The next step is to compute the design surface rainstorm. The values of ad and bd with different frequencies were determined by the practical hydrological handbook in Yan’an city. The point-to-surface conversion parameter was calculated via the empirical equation given in the handbook (the specific formula is shown in Figure 4), and the results of related parameters and design surface rainstorm are listed in Table 4. Therein, Cs represents the skewness or deviation coefficient, and the ratio of Cs to Cv is 3.5, depending on the regional knowledge.
Third, the processes of design rainstorm and net rainfall with different frequencies were calculated, based on the results of design surface rainstorm and its distribution. The specific results are shown in Figure 9.
According to the process of net rainfall, the design flood hydrographs with different frequencies were calculated by the instantaneous unit hydrograph and the curves are drawn in Figure 10.

4.2. Rating Curve

Two gauging cross-sections were measured, and the diagrams are shown in Figure 11.
Depending on the section diagrams, the related hydraulic parameters were calculated, and the relationship between the water stage and flow was established, as shown in Figure 12. Figure 12 gives two curves, i.e., the water stage-cumulative population curve and the water stage-flow curve. The water stage-cumulative population curve represents the resident population under certain a water stage, implying the potential human losses without early warning when disaster flood corresponding to the water stage arrives. The water stage-flow curve is the rating curve at the gauging section, by which the water stage corresponding to the predicted flow can be compared with the critical water stage to issue the warning signal.

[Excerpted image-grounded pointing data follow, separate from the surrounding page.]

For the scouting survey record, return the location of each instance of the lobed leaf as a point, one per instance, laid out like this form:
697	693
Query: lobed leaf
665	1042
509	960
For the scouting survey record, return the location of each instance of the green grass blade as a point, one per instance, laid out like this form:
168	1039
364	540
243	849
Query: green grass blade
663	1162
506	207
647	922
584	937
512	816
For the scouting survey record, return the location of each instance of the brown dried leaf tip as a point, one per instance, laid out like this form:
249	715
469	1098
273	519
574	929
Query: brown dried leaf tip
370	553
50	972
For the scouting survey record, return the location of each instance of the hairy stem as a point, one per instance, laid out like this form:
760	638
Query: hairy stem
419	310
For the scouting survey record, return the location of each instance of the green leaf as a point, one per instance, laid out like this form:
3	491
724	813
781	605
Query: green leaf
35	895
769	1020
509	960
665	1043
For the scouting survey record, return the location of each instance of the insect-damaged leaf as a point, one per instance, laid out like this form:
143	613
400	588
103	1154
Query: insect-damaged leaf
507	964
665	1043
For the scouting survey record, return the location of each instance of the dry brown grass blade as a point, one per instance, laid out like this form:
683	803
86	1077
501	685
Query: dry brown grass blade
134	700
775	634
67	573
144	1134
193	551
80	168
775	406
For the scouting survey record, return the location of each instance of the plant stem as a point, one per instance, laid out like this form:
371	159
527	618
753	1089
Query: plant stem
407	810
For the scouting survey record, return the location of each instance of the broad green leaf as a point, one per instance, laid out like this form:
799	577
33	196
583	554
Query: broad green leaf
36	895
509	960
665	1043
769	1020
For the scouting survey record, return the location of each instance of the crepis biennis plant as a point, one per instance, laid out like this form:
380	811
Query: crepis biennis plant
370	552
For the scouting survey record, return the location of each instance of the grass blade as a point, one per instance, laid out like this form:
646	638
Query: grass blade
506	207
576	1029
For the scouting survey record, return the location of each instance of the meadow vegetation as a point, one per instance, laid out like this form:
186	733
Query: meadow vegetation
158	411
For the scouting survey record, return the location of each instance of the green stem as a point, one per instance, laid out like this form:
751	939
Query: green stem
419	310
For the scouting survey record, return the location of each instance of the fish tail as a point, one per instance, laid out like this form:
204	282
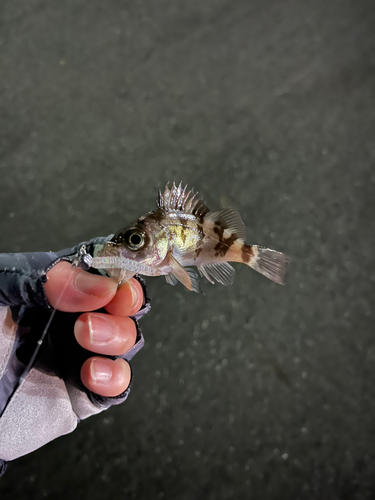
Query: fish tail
268	262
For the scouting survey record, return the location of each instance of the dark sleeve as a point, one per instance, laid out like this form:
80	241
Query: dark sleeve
51	400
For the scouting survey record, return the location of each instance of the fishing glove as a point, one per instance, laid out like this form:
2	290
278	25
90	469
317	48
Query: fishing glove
51	400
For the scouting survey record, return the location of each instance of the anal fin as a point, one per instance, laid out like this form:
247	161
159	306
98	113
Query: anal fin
222	272
180	273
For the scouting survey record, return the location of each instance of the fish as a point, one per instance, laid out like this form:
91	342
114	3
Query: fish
184	240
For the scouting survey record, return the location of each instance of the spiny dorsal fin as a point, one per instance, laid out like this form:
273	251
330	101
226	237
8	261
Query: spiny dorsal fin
222	272
231	220
182	199
171	279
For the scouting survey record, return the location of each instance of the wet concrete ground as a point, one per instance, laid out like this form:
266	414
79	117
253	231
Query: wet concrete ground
254	391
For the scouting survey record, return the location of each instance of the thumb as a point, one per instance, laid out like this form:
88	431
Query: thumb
70	289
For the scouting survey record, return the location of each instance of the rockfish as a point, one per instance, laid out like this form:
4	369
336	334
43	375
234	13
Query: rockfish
182	233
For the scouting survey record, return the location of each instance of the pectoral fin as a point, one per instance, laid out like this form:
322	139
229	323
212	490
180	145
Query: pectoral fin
179	272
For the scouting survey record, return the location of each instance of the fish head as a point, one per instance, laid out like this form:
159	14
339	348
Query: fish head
145	241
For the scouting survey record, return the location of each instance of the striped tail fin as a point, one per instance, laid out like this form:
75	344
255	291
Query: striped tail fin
268	262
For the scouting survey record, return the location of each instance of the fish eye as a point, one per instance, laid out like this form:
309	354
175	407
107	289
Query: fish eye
134	239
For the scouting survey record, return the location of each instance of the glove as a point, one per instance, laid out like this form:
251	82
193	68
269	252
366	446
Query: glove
51	399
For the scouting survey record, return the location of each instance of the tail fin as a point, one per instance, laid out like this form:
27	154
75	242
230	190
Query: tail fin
270	263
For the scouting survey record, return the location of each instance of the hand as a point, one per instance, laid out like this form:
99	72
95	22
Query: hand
110	334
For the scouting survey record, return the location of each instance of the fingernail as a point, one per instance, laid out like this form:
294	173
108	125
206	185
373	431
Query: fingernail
134	292
100	330
100	371
98	286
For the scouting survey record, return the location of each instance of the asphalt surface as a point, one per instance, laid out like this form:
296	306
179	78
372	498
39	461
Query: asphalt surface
254	391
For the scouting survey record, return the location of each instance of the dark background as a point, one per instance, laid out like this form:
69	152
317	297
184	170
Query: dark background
254	391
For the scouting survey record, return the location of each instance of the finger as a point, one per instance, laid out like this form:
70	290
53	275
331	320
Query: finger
105	334
128	299
106	377
83	292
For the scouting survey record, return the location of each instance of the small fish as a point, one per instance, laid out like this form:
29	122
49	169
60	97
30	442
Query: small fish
183	233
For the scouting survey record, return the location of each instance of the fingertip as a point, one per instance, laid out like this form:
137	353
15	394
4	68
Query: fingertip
128	299
71	289
106	377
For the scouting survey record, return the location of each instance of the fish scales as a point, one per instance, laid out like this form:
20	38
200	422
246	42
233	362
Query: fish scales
183	233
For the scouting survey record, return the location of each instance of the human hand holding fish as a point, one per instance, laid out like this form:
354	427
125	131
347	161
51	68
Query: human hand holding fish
111	334
180	234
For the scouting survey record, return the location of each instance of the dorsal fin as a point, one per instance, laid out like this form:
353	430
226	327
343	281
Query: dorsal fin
182	200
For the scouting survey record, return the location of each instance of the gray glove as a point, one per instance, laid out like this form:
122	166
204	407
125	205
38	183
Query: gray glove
51	400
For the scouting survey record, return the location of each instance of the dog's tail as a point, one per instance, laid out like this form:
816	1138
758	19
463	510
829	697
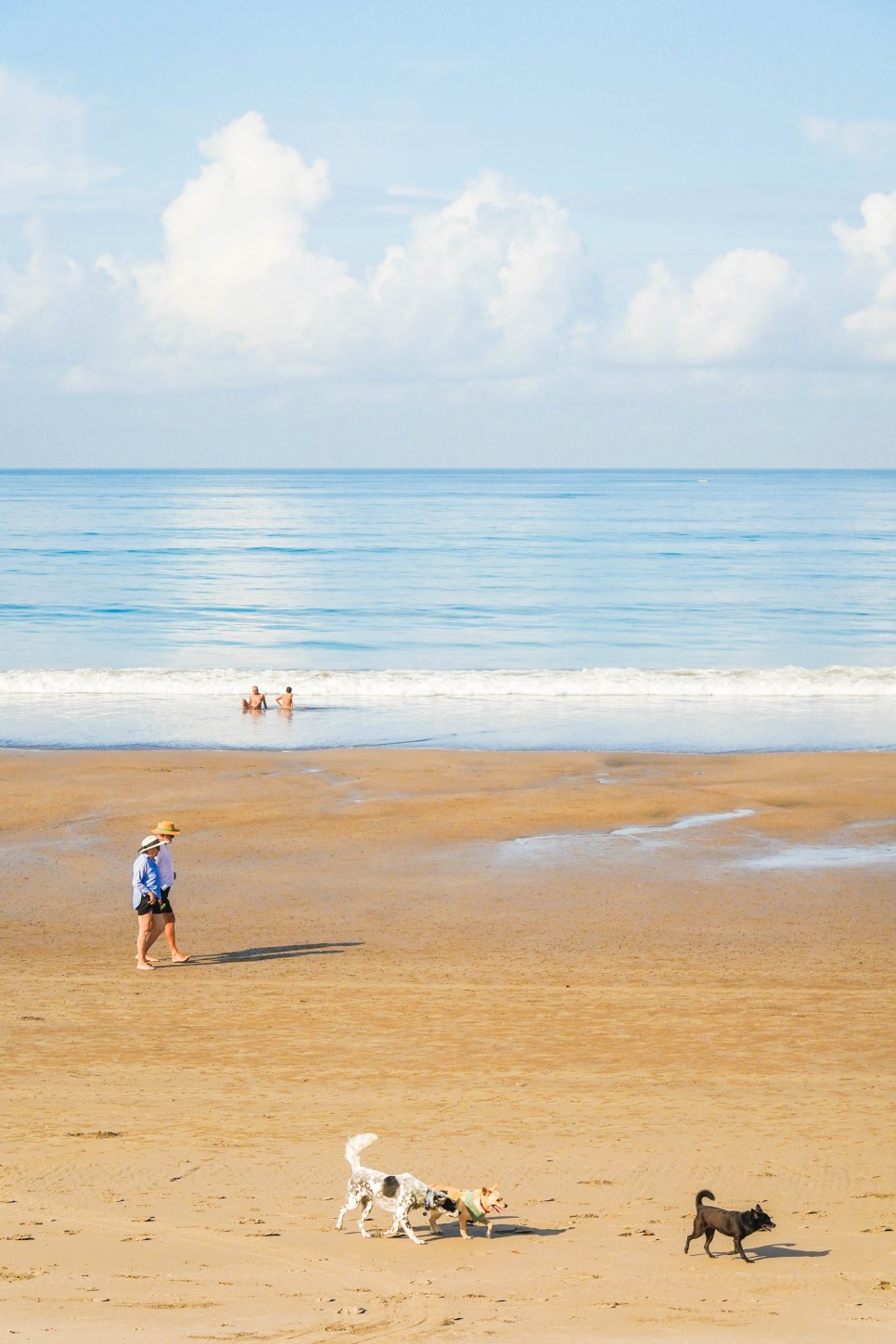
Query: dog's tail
353	1146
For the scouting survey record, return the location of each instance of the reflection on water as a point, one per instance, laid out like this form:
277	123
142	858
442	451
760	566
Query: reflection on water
509	723
824	856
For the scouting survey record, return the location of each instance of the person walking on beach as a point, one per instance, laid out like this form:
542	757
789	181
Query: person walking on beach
146	892
165	832
255	702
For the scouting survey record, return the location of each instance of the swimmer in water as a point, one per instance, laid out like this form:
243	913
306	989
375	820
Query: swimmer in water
255	702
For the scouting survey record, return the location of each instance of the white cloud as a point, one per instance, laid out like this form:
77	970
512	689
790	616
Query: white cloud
875	242
237	263
38	285
854	138
492	280
494	275
875	239
42	146
722	316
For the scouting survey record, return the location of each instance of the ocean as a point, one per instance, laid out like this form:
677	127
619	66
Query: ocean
633	610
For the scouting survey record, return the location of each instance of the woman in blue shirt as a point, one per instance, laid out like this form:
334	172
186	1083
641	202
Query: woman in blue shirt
147	891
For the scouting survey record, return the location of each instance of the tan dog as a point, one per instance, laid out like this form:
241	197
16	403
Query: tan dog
472	1206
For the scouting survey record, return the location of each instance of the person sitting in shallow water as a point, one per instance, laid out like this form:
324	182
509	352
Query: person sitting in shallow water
255	702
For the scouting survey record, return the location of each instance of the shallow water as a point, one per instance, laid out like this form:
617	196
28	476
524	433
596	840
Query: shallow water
477	609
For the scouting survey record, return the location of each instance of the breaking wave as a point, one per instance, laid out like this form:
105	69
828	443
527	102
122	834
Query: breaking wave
341	687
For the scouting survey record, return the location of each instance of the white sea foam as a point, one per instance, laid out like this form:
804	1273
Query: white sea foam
347	687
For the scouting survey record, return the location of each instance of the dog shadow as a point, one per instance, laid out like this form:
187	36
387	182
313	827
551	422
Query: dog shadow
500	1230
784	1250
282	954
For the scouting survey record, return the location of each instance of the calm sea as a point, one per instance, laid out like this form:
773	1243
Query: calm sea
622	609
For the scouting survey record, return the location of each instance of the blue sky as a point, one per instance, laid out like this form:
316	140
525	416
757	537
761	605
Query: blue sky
470	234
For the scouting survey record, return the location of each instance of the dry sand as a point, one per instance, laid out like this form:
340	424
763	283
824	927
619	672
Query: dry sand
601	1023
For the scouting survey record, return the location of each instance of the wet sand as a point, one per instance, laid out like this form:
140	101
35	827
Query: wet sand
455	952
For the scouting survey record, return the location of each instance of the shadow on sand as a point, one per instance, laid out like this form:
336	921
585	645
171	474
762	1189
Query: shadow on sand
503	1229
282	954
782	1250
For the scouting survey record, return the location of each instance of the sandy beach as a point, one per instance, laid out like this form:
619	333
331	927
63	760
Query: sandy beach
454	951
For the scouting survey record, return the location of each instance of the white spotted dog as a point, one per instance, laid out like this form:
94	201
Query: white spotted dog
398	1195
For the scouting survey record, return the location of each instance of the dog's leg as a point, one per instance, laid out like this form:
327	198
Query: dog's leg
367	1203
351	1202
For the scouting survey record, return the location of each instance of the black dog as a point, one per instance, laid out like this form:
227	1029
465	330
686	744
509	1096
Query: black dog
725	1221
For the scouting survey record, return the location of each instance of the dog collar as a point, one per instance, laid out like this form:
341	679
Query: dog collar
476	1207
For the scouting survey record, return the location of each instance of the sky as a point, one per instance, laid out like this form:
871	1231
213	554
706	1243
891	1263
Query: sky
489	233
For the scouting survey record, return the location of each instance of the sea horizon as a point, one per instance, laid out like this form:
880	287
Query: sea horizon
643	609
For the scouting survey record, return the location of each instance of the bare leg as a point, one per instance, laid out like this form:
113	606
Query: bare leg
144	924
170	936
155	930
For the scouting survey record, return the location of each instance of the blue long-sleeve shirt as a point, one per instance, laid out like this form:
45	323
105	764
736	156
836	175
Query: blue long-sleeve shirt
146	880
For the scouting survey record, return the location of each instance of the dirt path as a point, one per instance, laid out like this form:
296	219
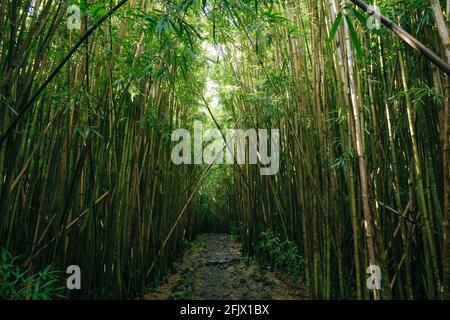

4.3. Early Warning Index in Water Stage/Flow

As mentioned above, the immediate migration index in the water stage is the critical water stage at the gauging section, and the flow index for immediate migration is the corresponding channel flow at the critical water stage, namely the critical flow. The preparation migration index in flow is selected as the flow occurring in half an hour before the critical flow, which can be interpolated on the design flow hydrograph. The water stage index for preparation migration corresponds to the flow index of preparation migration, and can be calculated via the rating curve of the gauging section. All the indices for preparation and immediate migration were marked in Figure 12, from which we can see how to ascertain the critical water stage, the indices in flow for preparation and the immediate migration according to the rating curve.
Figure 12 shows the critical water stage, or immediate migration index at Anding gauge is 1110.34 m, and that the corresponding index in flow is 1704.7 m3/s. The flow occurring half an hour earlier is 1429.8 m3/s, and is used as the preparation migration index in flow. The corresponding index in the water stage is 1109.74. At Qiangjiawan gauge, the indices in water stage and flow for preparation and immediate migration are 1075.33 m, 1076.13 m, 1661.9 m3/s and 2085.7 m3/s.

4.4. Critical Rainfall

To obtain the critical rainfall, the frequencies of critical flow (i.e., the index inflow for immediate migration) were first computed, based on the critical flow and the frequency curve of the design flood. Due to the assumption of the same frequency of flood flow and rainfall in a small watershed, the frequency of critical rainfall is considered equal to the frequency of the critical flow, and the corresponding modulus coefficient Kp can be looked up. Next, the rainfall threshold ip and critical rainfall with different durations can be calculated from Equations (7) and (8). The results with different antecedent precipitation values and durations (h) are shown in Figure 13.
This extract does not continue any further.